The Book: John Kennedy Toole, A CONFEDERACY OF DUNCES. Grove Press paperback reprint, 1981 (third printing). Good condition; cover is badly creased, torn at spine, pages are age-browned. Owner's signature on inside of front cover; resale price ($1.75) in pencil on front flyleaf.
First read: 1984
Owned since: 1990 (best guess, this copy)
It's Mardi Gras season, so here's the ultimate New Orleans novel. I think I bought this copy, used, from Second Story Books; it replaced one I had borrowed from a friend and kept much too long.
The story behind this book is almost as well known as the novel itself: John Kennedy Toole was a strange, lonely young man who killed himself in 1969. His mother brought this manuscript to Walker Percy when he was teaching at Loyola in 1976. Despite his misgivings, Percy read the book and was dazzled.

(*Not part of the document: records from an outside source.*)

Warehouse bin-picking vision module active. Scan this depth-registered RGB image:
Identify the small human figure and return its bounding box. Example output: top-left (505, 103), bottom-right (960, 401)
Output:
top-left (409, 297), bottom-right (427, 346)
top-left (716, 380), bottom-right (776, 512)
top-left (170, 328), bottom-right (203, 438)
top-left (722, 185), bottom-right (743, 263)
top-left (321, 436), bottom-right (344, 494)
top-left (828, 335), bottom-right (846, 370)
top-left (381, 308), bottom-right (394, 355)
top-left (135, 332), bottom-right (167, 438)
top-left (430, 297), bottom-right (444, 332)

Percy describes the book's protagonist, Ignatius J. Reilly, as "a mad Oliver Hardy, a fat Don Quixote, a perverse Thomas Aquinas rolled into one." Ignatius lives with his long-suffering, hard-drinking mother, who puts up with his idleness until he causes a car accident that Mrs. Reilly has to pay for. She insists that Ignatius get a job -- and he proceeds to get a series of them, wreaking havoc throughout New Orleans as he does.
Ignatius is such an iconic character that at least half a dozen actors have sought to develop the book into a movie, including John Belushi, John Candy, Stephen Fry (what a great Ignatius he'd have made), and (most recently) Will Ferrell. The movie version still hasn't been made, and it's possible that the book isn't really filmable; too many characters, too many subplots. I'd like to see John Waters take a crack at it.

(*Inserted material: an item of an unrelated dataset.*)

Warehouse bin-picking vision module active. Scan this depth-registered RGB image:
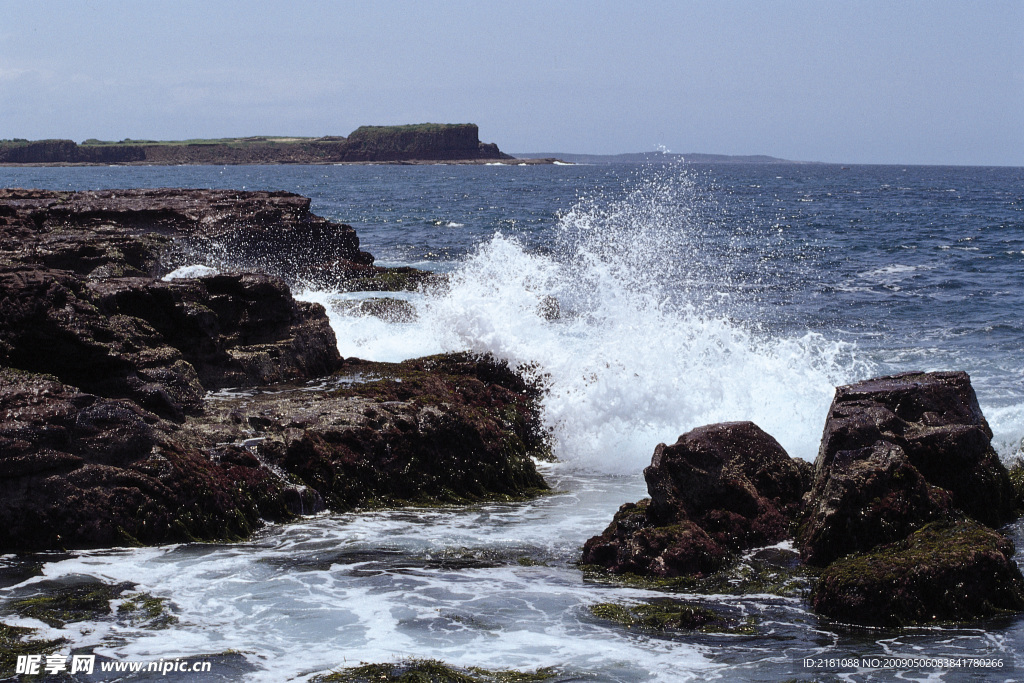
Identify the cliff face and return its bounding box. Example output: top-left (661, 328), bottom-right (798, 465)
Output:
top-left (342, 123), bottom-right (508, 161)
top-left (0, 123), bottom-right (512, 164)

The New Orleans Toole describes was gone even before Katrina, but the book feels timeless, and surely that New Orleans survives in some fashion.

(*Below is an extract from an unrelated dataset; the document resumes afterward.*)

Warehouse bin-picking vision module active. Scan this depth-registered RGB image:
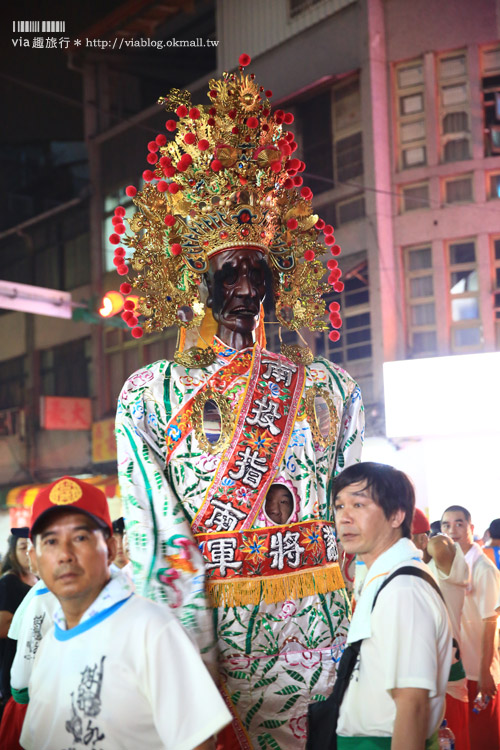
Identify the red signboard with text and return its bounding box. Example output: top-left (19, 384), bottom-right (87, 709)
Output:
top-left (40, 396), bottom-right (92, 430)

As I flip through this copy, I find a remarkable thing, which must surely have been in the book when I bought it: a holy card with a prayer for the canonization of Father Francis Xavier Seelos, C.Ss.R., who died of yellow fever in New Orleans in 1867. The date on the card is 1962; I don't know whether Father Seelos has been canonized. I don't know where this card came from, or why it's in the book. But I'm going to leave it there, because it seems peculiarly appropriate to serve as a bookmark for A Confederacy of Dunces.